Na mesma linha de Alckmin, o ministro da Casa Civil, Rui Costa, afirmou que o governo brasileiro lançará ainda em julho um novo plano de desenvolvimento para o país que terá como “pilar central” a transição energética.
“O Brasil tem desafios, problemas a superar, mas, ao mesmo tempo que temos desafios, esses desafios se apresentam como enormes oportunidades de investimento e parcerias”, afirmou o ministro.
Acordo Mercosul-EFTA
Durante os pronunciamentos desta quarta-feira, Alckmin e Parmelin citaram o acordo comercial negociado entre o Mercosul (Brasil, Argentina, Paraguai e Uruguai) e a Associação Europeia de Livre Comércio (EFTA), da qual a Suíça faz parte.

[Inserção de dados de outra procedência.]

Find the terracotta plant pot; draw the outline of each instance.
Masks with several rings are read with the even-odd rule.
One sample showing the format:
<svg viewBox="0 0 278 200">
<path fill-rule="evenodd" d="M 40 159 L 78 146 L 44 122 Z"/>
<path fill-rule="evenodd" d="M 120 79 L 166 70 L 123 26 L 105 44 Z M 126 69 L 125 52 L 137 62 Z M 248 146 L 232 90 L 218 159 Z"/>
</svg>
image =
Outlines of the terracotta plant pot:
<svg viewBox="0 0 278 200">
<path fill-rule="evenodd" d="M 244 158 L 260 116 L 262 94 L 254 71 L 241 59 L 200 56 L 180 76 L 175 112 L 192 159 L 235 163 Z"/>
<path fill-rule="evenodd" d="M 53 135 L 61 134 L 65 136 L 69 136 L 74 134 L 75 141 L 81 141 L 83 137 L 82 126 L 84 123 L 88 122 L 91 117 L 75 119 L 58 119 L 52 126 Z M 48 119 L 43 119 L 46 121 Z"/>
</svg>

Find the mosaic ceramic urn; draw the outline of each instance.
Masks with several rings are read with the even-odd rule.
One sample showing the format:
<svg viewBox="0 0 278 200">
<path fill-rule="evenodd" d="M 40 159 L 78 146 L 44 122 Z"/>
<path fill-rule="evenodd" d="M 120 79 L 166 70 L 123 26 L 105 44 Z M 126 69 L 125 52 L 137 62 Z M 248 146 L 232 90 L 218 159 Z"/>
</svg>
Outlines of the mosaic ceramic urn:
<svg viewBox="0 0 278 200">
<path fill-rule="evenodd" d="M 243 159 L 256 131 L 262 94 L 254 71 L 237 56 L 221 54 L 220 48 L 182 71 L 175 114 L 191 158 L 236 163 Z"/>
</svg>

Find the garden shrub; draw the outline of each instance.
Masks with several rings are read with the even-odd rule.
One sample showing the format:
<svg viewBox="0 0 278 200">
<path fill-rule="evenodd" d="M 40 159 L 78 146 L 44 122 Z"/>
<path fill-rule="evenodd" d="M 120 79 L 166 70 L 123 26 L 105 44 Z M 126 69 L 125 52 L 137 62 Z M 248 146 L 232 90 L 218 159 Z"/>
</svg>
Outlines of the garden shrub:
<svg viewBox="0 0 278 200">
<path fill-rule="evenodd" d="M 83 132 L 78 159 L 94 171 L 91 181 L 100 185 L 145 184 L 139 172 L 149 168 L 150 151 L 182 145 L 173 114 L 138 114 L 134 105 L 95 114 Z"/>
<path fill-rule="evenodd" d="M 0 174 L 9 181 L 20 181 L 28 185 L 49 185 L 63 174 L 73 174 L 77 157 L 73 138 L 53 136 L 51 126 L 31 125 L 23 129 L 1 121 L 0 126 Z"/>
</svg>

Negociado desde 2017, o acordo com o grupo foi concluído em 2019, após dez rodadas de negociações. Ainda há, contudo, algumas pendências relativas a questões técnicas e, por isso, ainda não foi finalizado.
“Temos todo interesse em ampliar a abertura comercial e a possibilidade de investimentos recíprocos com a União Europeia e a EFTA. Com a União Europeia, o governo já está mais adiantado e estamos confiantes que chegaremos a bom termo. Com a EFTA, poderemos ter complementariedade econômica de investimentos que vão gerar emprego e renda”, disse Alckmin no fórum.
“O acordo Mercosul-EFTA é um instrumento-chave para reforçar ainda mais o potencial de cooperação entre nossos países”, acrescentou Guy Parmelin.
De acordo com a página oficial do Mercosul, o comércio entre o bloco e os países da EFTA gira em torno de US$ 7 bilhões anuais.